Para a Rede Jesuíta, o voluntariado é um ato transformador, tanto da sociedade como do indivíduo, o qual se concretiza em ações tangíveis de comunhão e de pertencimento. Nesse sentido, os jovens que optam por se articular nessa rede de ações voluntárias formam-se como lideranças que inspiram, pelo seu comprometimento e atuação, o protagonismo de outros jovens, a partir de projetos formativos pensados na perspectiva inaciana do autoconhecimento, do cuidado com o outro, do discernimento e da capacidade de colocar-se a serviço de uma missão coletiva.
O Colégio Anchieta, alinhado à espiritualidade inaciana, propõe uma pedagogia transformadora em que as ações voluntárias não se limitam ao assistencialismo, mas fomentam o compromisso com mudanças sistêmicas. As atividades desenvolvidas no âmbito escolar incentivam os jovens a assumirem papéis de liderança tanto dentro da comunidade escolar quanto nos espaços sociais mais amplos.
Além disso, a liderança inaciana exalta o potencial das relações interpessoais, baseando-se em valores como confiança, colaboração e respeito. Como destaca Guibert (2017), a prática do voluntariado é um exemplo concreto do preceito de Santo Inácio de Loyola, segundo o qual “o amor se traduz mais em ações do que em palavras”. Como salienta o Projeto Educativo Comum da Companhia, os processos formativos de uma instituição inaciana devem estar vinculados à sua identidade e às suas raízes fundacionais, “contemplando a valorização e a formação para a sustentabilidade e a justiça social”, valores que não são marginais à Missão Apostólica da Companhia, mas que “estão no seu âmago”. (PEC,2021 p.51),
Conclusão
Em suma, o voluntariado, mais do que uma atividade solidária, é uma ferramenta de transformação e formação cidadã. Ele oferece experiências práticas que capacitam os indivíduos a atuarem como líderes em suas comunidades e na sociedade em geral. No âmbito educacional, o alinhamento entre voluntariado e liderança mostra-se não apenas relevante, mas essencial para preparar cidadãos capazes de lidar com os desafios contemporâneos.

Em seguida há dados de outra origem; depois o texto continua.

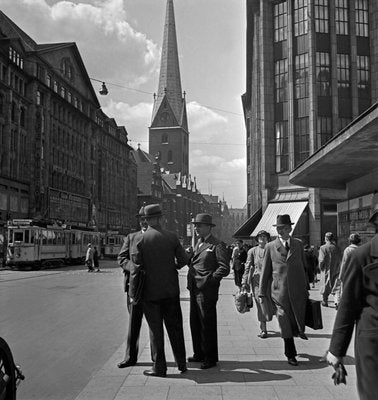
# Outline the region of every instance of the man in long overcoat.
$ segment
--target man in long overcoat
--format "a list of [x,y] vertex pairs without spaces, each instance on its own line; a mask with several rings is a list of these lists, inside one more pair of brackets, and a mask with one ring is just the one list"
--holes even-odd
[[337,368],[356,325],[354,349],[361,400],[375,400],[378,394],[378,209],[369,222],[376,235],[350,253],[345,263],[343,295],[327,354],[328,363]]
[[211,233],[215,224],[210,214],[197,214],[194,225],[199,239],[188,271],[194,353],[188,361],[202,362],[201,369],[207,369],[218,362],[216,307],[220,281],[230,273],[230,256],[226,244]]
[[290,236],[293,223],[288,214],[278,215],[278,237],[265,246],[260,277],[259,297],[266,301],[268,285],[276,305],[276,316],[285,345],[285,356],[290,365],[298,365],[294,336],[305,335],[305,312],[308,298],[306,260],[303,244]]
[[118,264],[124,273],[124,289],[127,295],[127,310],[129,311],[129,326],[126,339],[126,353],[123,361],[118,363],[118,368],[126,368],[133,366],[138,361],[139,350],[139,334],[142,326],[143,307],[142,304],[133,304],[130,302],[129,284],[131,272],[131,254],[136,252],[137,244],[142,238],[143,232],[146,231],[148,225],[144,217],[144,207],[139,210],[137,215],[139,218],[140,230],[128,234],[125,237],[121,251],[118,255]]
[[323,296],[322,306],[328,307],[328,296],[339,276],[342,253],[332,232],[325,234],[324,241],[319,249],[320,294]]
[[130,298],[135,299],[136,277],[140,268],[145,270],[142,292],[143,311],[150,328],[150,342],[154,365],[144,371],[147,376],[165,377],[167,362],[164,351],[164,325],[171,342],[178,369],[186,372],[183,318],[180,306],[178,269],[187,264],[185,250],[178,236],[160,225],[162,210],[159,204],[144,207],[148,223],[146,232],[131,254],[133,261],[130,280]]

Por meio de experiências bem estruturadas, instituições como os colégios da Rede Jesuíta de Educação demonstram como o voluntariado escolar pode ser um ponto de partida para fortalecer competências de liderança e cidadania crítica. Além disso, a troca de experiências e a formação de equipes diversificadas possibilita a criação de soluções inovadoras de caráter inovador e multidisciplinar. Ao mesmo tempo, as comunidades beneficiadas pelas ações propostas experimentam melhorias concretas em seus contextos locais.
Incentivar o voluntariado desde a educação básica, de forma intencional e alinhada aos princípios pedagógicos da instituição educativa, é qualificar os projetos de vida das crianças e jovens, investindo no seu futuro e no da comunidade. Lideranças formadas a partir da cultura do serviço e da solidariedade têm o poder de transformar o mundo em um lugar mais justo, acolhedor e sustentável, promovendo uma nova cidadania voltada para o bem comum.
Referências Bibliográficas
ASTIN, Alexander. Student involvement: A developmental theory for higher education. Journal of College Student Development, Maryland, v. 25, p. 297-308, 1984.
BASS, Bernard. M.; RIGGIO, Ronald E. Transformational leadership. 2nd. ed. New York: Psychology Press, 2006.
Base Legislação da Presidência da República – Lei nº 9.608 de 18 de fevereiro de 1998
GUIBERT, José María, SJ. El liderazgo ignaciano: una senda de transformación y sostentabilidad. Cantabria, Espanha: Sal Terrae, 2017.
LOWNEY, Chris. Liderança Heroica: as melhores práticas de liderança de uma Companhia com mais de 450 anos vem mudando o mundo. Brasil: Edições de Janeiro, 2015.
MAGIS Brasil. (s.d.). O que é ser Magis? [Online]. Disponível em: https://magisbrasil.org.br/o-que-e-ser-magis/. Acesso em: 08 jul. 2025.
MUSICK, Marc A.; WILSON, John. Volunteers: A Social Profile. Indiana: University Press, 2008.
REDE JESUÍTA DE EDUCAÇÃO. Projeto Educativo Comum. Rede Jesuíta de Educação: Rio de Janeiro, 2021.